Great Moments in Fake News 'Journalism' Larry Elder What about President Donald Trump's complaint about "fake news"? Let's look at some examples of "Great Moments in 'Journalism'" over the last few years. Rep. Keith Ellison, D-Minn., in an appearance on ABC's Sunday morning political show hosted by George Stephanopoulos, called former Democratic Alabama Gov. George Wallace a "Republican." Ellison said, "At the same time, (in Trump) we do have the worst Republican nominee since George Wallace." Stephanopoulos either ignored or was ignorant of the fact that Wallace -- who proudly proclaimed, "Segregation now, segregation tomorrow, segregation forever" -- was a long-standing Democrat who served four terms as governor and twice sought the Democratic nomination for president. Tellingly, Stephanopoulos did not correct Ellison. Fortunately, another guest, Rep. Tom Cole, R-Okla., did correct the history-challenged Ellison.
Candy Crowley of CNN, one of the 2012 presidential debate moderators, "corrected" Mitt Romney when the Republican candidate accused President Barack Obama of failing to call the assault on Benghazi a "terror attack." Obama claimed he immediately called the assault on Benghazi an "act of terror":
Romney: "You said in the Rose Garden the day after the attack, it was an act of terror. It was not a spontaneous demonstration, is that what you're saying?"
Obama: "Please proceed, governor."
Romney: "I want to make sure we get that for the record because it took the president 14 days before he called the attack in Benghazi an act of terror."
Obama: "Get the transcript."
Crowley: "It -- it -- it -- he did in fact, sir. So let me -- let me call it an act of terror."
Obama: "Can you say that a little louder, Candy?"
Crowley: "He -- he did call it an act of terror."
In truth, the day after the attack, Obama said: "No acts of terror will ever shake the resolve of this great nation, alter that character or eclipse the light of the values that we stand for." He only referred specifically to the deaths of four Americans in Libya as "an attack" or "this attack."
Fourteen days after the attack, Obama was asked: "I heard Hillary Clinton say it was an act of terrorism. Is it? What do you say?" The President responded: "We're still doing an investigation. There's no doubt that (with) the kind of weapons that were used, the ongoing assault, that it wasn't just a mob action. We don't have all the information yet, so we're still gathering it. But what's clear is that around the world, there's still a lot of threats out there." Clearly, Crowley was wrong when she "corrected" Romney and defended Obama. This was a turning point in the election.

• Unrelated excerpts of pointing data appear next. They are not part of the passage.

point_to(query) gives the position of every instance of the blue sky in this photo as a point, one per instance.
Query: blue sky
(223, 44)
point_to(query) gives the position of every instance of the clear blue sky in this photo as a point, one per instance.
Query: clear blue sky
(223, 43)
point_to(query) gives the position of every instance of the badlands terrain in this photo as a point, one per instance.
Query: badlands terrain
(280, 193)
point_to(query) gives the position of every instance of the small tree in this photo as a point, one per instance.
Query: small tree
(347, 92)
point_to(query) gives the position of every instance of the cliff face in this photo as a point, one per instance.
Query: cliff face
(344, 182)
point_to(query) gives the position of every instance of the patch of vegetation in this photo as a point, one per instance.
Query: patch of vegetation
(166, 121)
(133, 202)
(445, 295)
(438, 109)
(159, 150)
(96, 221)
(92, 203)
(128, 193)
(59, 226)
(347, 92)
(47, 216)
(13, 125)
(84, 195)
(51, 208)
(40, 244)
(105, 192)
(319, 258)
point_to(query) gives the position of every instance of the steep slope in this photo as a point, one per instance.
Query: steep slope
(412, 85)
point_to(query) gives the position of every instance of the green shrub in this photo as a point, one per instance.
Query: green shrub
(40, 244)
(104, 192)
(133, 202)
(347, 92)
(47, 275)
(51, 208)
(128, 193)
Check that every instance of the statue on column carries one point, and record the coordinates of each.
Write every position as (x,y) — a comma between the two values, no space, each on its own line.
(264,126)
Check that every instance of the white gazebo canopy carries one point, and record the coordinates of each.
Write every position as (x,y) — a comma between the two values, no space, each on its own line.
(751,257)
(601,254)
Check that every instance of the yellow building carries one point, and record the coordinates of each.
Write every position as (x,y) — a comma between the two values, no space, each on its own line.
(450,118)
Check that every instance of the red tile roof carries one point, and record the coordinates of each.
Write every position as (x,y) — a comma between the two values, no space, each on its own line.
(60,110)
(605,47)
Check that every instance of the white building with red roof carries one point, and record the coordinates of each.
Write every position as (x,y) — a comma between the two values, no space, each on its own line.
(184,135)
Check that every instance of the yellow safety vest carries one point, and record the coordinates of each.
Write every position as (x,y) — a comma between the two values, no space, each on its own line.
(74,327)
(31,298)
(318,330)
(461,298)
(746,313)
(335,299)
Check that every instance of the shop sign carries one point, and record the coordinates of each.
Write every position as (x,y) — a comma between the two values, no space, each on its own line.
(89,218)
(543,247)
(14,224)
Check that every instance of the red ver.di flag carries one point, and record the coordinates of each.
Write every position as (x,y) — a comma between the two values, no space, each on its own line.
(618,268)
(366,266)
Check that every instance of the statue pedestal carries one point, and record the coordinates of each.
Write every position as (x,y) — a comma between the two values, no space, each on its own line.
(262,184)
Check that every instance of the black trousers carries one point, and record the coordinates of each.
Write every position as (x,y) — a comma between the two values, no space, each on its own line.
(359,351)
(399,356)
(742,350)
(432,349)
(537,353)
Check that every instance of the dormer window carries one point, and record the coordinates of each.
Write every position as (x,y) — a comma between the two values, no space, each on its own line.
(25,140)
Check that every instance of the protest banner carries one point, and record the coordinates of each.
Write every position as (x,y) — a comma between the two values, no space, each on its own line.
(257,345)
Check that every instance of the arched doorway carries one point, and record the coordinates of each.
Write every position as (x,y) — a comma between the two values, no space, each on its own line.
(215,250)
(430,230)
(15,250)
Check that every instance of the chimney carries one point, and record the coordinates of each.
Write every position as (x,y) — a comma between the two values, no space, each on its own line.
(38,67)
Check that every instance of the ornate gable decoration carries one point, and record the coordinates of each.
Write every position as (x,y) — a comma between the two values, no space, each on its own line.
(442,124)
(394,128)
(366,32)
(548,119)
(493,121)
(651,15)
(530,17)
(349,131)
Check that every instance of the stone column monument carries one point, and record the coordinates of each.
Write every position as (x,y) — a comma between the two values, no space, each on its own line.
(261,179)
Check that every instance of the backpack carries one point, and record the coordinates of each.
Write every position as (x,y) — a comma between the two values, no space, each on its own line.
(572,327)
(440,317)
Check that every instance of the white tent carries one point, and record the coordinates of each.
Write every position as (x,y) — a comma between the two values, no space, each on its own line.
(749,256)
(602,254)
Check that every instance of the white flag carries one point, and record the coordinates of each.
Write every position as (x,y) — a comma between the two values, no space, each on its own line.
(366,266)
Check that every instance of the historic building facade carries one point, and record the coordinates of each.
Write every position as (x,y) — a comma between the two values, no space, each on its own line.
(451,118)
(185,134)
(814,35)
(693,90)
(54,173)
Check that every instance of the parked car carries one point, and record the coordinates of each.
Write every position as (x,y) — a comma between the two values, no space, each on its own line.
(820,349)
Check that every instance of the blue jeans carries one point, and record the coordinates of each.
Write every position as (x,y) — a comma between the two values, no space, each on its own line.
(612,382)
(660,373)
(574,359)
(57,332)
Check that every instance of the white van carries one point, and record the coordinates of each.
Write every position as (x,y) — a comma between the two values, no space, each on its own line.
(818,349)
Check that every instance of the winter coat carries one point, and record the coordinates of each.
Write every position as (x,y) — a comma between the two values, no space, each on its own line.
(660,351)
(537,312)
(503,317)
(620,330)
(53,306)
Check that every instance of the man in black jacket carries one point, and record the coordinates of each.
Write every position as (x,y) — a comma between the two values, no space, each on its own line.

MSNBC's Luke Russert, covering the 2008 presidential election, said students at the University of Virginia will vote Obama because: "You have to remember, the smartest kids in the state go there, so it's leaning a little bit towards Obama." Get it? Smart people vote Democrat. Dumb people vote Republican. Russert later apologized.
CNN's Carol Costello laughed hysterically as a frantic Bristol Palin, daughter of Sarah Palin, told cops she was assaulted at a party. Listen to how a gleeful Costello introduced the audiotape of Bristol describing the attack to the police: "This is quite possibly the best minute and a half of audio we've ever come across -- well, come across in a long time, anyway. A massive brawl in Anchorage, Alaska, reportedly involving Sarah Palin's kids and her husband. It was sparked after someone pushed one of her daughters at a party. That's what Bristol Palin told police in an interview after the incident. ... So sit back and enjoy." A near-hysterical Palin says: "A guy comes out of nowhere and pushes me on the ground, takes me by my feet, in my dress -- in my thong, dress, in front of everybody -- 'Come on, you (expletive), come on, you (expletive), get the (expletive) out of here.'"
At the conclusion of the segment, a smirking Costello said, "You can thank me later."
MSNBC's Erin Burnett, now with CNN, called then-President George W. Bush a "monkey." With videotape rolling of President Bush flanked by French President Nicolas Sarkozy to his left and German Chancellor Angela Merkel to his right, the reporter gushed, "Who could not have a man-crush on that man? I'm not talking about the monkey, either. I'm talking about the other one." The host asked, "Who's the monkey?" Burnett replied, "The monkey in the middle" -- meaning President Bush. She, too, later apologized.
The late Tim Russert, in a 2007 interview with The New York Times war correspondent John Burns, repeated an often-cited anti-Iraq War talking point -- that Americans expected to be greeted as "liberators" in Iraq, but weren't. Burns, who was in Iraq at the time of the invasion, corrected him: "The American troops were greeted as liberators. We saw it."
Trump is clearly right to fulminate against what he calls the "fake news media." The real question is what took Republicans so long to fight back.